Las palabras de Jesús pueden sonar a cuestiones que van a pasar en el futuro o como un fin apocalíptico. Ni lo uno ni lo otro, porque lo apocalíptico, en este caso, no habla de cosas que sucederán mañana. Simplemente, es un modo misterioso de hablar acerca de las cosas del tiempo presente y cuyo fin es animar a la comunidad para denunciar lo que está mal y la resistencia a todo lo que se opone al proyecto de Dios, pues el discurso de Jesús se centra esta vez en el fin del mundo, sus signos y su revelación gloriosa.
Algo totalmente nuevo está por suceder. En la nueva Jerusalén ya no habrá más sol, luna, estrellas, porque todo será renovado. Esa novedad es el resultado de la propia acción de Dios, que tiene poder sobre todo. Al igual que el pueblo de Israel, los creyentes también construimos una historia que, con aciertos y desaciertos, se diferencia de otras porque se vive a la luz de la fe. Por tanto, estamos llamados a levantar la cabeza y a permanecer fieles al amor de Dios, ya que nuestra liberación está cerca y en curso: Cristo vive y viene a rescatarnos.
Quien cree en Cristo encuentra un sentido distinto a la vida. En esa perspectiva cristiana descubre cómo las obras de amor de Dios acrecientan sus ganas de vivir y no solo de existir.
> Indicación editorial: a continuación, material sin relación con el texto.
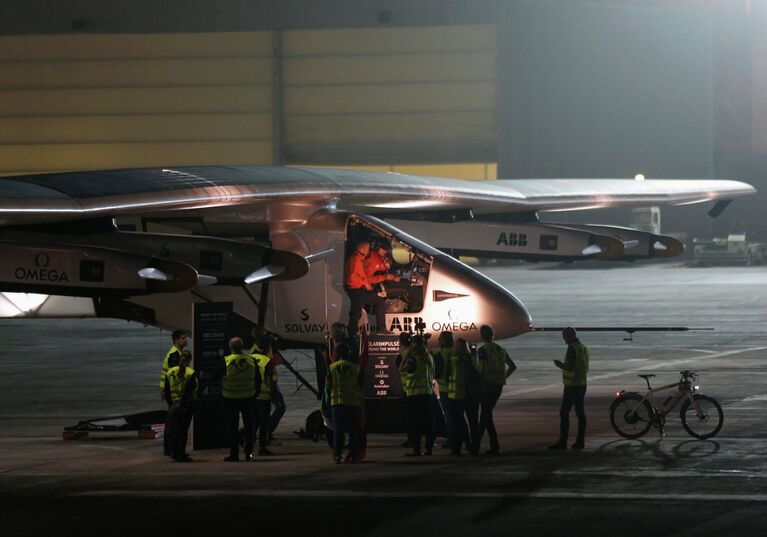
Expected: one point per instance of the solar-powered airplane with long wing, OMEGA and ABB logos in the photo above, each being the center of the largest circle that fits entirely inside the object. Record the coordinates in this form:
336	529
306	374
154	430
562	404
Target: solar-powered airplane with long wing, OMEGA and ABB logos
144	244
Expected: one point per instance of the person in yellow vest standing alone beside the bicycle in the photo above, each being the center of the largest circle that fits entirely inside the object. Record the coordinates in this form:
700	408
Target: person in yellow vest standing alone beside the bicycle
575	368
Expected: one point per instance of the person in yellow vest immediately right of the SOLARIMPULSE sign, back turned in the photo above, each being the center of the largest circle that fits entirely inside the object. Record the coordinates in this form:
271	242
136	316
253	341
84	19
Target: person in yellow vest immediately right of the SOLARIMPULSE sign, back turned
420	395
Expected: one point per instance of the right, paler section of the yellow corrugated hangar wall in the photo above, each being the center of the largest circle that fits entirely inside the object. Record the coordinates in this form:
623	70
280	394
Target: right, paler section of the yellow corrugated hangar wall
390	95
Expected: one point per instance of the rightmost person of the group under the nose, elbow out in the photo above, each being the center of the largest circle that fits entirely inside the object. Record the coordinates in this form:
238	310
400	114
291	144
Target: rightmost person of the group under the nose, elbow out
494	366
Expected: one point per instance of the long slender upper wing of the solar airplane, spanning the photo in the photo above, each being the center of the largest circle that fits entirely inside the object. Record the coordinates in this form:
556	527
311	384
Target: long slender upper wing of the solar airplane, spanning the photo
34	199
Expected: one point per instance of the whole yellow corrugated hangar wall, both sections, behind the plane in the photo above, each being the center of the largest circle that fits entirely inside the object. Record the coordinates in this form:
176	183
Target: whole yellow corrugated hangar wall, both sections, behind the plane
361	96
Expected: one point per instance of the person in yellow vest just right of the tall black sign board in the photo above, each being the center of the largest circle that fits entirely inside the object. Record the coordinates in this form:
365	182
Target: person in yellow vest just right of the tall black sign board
241	384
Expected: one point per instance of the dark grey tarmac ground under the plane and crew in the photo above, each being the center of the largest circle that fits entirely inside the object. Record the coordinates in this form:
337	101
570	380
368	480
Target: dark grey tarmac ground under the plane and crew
56	372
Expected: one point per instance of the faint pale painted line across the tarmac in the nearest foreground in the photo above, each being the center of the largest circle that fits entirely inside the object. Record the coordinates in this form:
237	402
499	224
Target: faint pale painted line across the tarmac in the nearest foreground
364	495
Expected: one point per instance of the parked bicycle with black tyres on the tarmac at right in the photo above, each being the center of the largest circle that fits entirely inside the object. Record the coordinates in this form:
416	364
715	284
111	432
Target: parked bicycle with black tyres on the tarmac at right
632	414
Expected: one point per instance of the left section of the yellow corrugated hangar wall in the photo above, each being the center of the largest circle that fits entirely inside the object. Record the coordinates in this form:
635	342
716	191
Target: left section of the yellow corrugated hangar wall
103	101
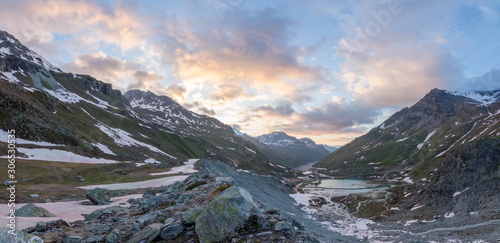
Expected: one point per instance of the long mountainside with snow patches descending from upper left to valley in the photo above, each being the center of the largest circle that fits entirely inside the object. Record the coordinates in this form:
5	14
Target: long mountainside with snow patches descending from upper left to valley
75	114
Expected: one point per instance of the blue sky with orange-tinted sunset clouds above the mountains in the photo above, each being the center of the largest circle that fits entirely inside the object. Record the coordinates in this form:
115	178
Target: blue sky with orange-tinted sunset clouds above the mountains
323	69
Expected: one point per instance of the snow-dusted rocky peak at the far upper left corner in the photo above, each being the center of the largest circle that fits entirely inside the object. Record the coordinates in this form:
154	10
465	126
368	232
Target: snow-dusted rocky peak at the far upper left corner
9	45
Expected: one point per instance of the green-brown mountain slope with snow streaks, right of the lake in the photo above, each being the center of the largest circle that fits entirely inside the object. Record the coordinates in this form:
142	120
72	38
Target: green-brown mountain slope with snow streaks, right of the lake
416	139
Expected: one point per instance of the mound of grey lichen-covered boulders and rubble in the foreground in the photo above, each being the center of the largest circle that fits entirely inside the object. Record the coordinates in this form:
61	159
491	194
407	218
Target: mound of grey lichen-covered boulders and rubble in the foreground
181	212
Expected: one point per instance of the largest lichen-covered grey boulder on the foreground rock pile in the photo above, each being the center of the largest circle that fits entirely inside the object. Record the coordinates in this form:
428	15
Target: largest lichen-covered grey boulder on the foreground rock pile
228	211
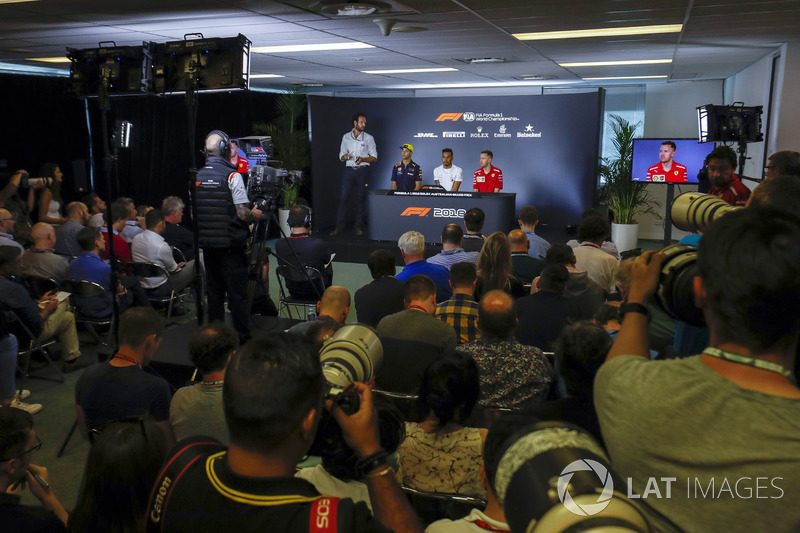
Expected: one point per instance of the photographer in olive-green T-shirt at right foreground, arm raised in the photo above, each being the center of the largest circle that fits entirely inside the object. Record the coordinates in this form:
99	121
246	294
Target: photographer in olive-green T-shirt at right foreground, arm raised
710	441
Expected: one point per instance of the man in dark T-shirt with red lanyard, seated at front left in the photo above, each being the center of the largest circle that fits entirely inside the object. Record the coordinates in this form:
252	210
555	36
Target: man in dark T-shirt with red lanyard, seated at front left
120	387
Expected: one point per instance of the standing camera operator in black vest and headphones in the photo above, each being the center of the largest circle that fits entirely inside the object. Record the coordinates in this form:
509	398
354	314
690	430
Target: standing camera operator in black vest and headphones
223	220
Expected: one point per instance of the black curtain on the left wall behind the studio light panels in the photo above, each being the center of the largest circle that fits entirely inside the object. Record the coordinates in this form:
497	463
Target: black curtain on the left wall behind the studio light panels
41	122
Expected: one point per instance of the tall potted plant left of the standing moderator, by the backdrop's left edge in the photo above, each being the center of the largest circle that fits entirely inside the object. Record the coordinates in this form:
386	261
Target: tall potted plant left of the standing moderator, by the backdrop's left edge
289	132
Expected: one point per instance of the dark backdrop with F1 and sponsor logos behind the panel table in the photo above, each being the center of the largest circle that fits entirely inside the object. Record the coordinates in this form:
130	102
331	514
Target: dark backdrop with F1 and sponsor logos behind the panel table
547	146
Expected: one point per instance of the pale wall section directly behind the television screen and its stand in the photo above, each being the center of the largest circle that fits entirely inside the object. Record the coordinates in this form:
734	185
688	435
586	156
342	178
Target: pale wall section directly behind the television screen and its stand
671	111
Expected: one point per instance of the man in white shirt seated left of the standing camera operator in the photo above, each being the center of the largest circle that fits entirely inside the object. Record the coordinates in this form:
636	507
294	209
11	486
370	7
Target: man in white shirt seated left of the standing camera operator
150	247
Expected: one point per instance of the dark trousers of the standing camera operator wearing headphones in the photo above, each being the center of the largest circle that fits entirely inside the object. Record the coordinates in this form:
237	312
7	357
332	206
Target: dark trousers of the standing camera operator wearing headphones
226	272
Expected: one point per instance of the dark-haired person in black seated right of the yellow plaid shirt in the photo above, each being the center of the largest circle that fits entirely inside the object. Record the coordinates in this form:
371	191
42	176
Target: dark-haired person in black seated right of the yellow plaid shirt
542	316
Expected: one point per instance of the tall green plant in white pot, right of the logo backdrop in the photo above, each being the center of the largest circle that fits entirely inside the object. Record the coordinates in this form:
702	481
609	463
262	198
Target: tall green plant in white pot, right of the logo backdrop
624	197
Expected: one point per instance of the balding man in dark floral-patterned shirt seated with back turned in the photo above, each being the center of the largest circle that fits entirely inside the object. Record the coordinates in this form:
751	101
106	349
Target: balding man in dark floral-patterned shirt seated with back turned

Como niños ilusionados a recibir un regalo, conservemos la poca inocencia que nos queda para estar abiertos a nuevas cosas que Dios nos quiere enseñar. Mientras tanto, estar vigilantes no es solamente estar como meros espectadores sino discernir qué cosas nos llevan a Dios y cuáles nos separan de él.
Aquél que está con la conciencia dormida, por la ideología o por su solo modo de ver las cosas, vive en permanente resaca, porque no es capaz de discernir los acontecimientos y la urgencia de la caridad cristiana. Permanecer lúcidos y en paz es lo que en definitiva nos lleva a no perder el sentido de la espera amorosa del Niño Dios.
“El cielo y la tierra pasarán, pero mis palabras no pasarán” (Lc 21, 33).